Cooperativismo pode se tornar o novo motor do empreendedorismo brasileiro – Scharles Rampelotti é Diretor de Operações/Negócios da Ailos Cooperativa Únilos

Entenda como o reinvestimento de recursos na própria comunidade cria um ciclo virtuoso de prosperidade e inclusão financeira

O debate sobre empreendedorismo no Brasil costuma girar em torno de capital, inovação e desburocratização. Mas há um elemento ainda subestimado nesse ecossistema: o cooperativismo de crédito.

Em especial no Sul do país, o modelo cooperativista tem se mostrado uma engrenagem silenciosa, e eficiente, de estímulo ao desenvolvimento regional.

A força do cooperativismo em Santa Catarina

Santa Catarina se destaca como o estado mais cooperativista do Brasil.

Segundo dados da Organização das Cooperativas do Estado de SC (OCESC), são mais de 4,7 milhões de cooperados.

Isso significa cerca de 58% da população do estado, havendo aproximadamente 240 cooperativas ativas.

Lógica democrática e acesso ao capital

Isso se explica porque, ao contrário das estruturas tradicionais, o cooperativismo parte de uma lógica simples: pessoas se unem para resolver problemas comuns e, ao mesmo tempo, se tornam donas do próprio sistema.

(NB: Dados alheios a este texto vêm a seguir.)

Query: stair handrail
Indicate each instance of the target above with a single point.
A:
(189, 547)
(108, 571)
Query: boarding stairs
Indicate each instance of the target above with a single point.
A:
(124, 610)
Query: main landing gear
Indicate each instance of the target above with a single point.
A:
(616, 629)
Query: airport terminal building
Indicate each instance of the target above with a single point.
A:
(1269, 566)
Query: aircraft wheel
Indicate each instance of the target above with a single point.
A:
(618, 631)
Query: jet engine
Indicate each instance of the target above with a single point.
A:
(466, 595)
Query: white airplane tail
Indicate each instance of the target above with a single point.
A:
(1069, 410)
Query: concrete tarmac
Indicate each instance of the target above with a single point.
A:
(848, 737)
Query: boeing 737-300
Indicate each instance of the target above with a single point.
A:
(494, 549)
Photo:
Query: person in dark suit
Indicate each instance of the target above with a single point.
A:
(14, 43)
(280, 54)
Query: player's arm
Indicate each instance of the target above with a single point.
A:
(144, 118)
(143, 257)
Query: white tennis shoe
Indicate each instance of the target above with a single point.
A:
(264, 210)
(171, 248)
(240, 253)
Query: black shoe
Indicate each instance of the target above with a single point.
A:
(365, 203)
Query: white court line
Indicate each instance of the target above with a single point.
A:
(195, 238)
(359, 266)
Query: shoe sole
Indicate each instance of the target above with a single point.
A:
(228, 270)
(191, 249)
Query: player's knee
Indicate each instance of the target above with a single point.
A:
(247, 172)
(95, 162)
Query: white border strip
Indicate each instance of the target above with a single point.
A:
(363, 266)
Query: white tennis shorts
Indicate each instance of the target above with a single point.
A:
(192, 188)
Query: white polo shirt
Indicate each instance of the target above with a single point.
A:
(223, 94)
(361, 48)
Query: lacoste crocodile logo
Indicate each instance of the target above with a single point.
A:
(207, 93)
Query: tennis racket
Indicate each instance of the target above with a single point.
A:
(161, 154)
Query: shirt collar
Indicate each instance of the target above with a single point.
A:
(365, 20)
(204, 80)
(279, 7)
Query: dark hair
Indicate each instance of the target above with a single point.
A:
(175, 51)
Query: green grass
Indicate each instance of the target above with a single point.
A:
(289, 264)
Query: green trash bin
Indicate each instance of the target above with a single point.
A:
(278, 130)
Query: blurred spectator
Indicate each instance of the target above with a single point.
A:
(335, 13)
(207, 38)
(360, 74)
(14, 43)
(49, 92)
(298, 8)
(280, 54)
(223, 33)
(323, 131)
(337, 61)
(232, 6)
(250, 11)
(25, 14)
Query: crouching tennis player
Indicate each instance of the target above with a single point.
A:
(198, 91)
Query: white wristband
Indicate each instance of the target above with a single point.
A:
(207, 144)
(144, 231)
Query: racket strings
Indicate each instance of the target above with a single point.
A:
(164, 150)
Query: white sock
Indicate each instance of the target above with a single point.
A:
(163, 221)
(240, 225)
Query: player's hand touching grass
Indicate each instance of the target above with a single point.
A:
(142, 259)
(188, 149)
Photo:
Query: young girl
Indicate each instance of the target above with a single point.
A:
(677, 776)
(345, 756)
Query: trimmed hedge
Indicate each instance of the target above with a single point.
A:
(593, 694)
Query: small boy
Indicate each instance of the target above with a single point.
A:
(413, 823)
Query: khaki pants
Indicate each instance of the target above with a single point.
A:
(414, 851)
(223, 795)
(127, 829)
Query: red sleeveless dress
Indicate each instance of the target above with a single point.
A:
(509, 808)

Não há concentração de poder baseada no capital, mas sim participação democrática. Cada cooperado tem voz, voto e acesso aos resultados.

Na prática, isso cria um ambiente mais equilibrado para quem deseja empreender, especialmente em contextos onde o acesso ao crédito ainda é limitado.

Escala e impacto na comunidade

Os números do cooperativismo de crédito ajudam a dimensionar esse avanço, somando mais de 19 milhões de brasileiros, e o total cresce de forma consistente.

Em Santa Catarina, são mais de 60 cooperativas de crédito que somam mais de 3,3 milhões de cooperados.

Este é um movimento que ganha força ao combinar proximidade, conhecimento local e reinvestimento dos recursos na própria comunidade.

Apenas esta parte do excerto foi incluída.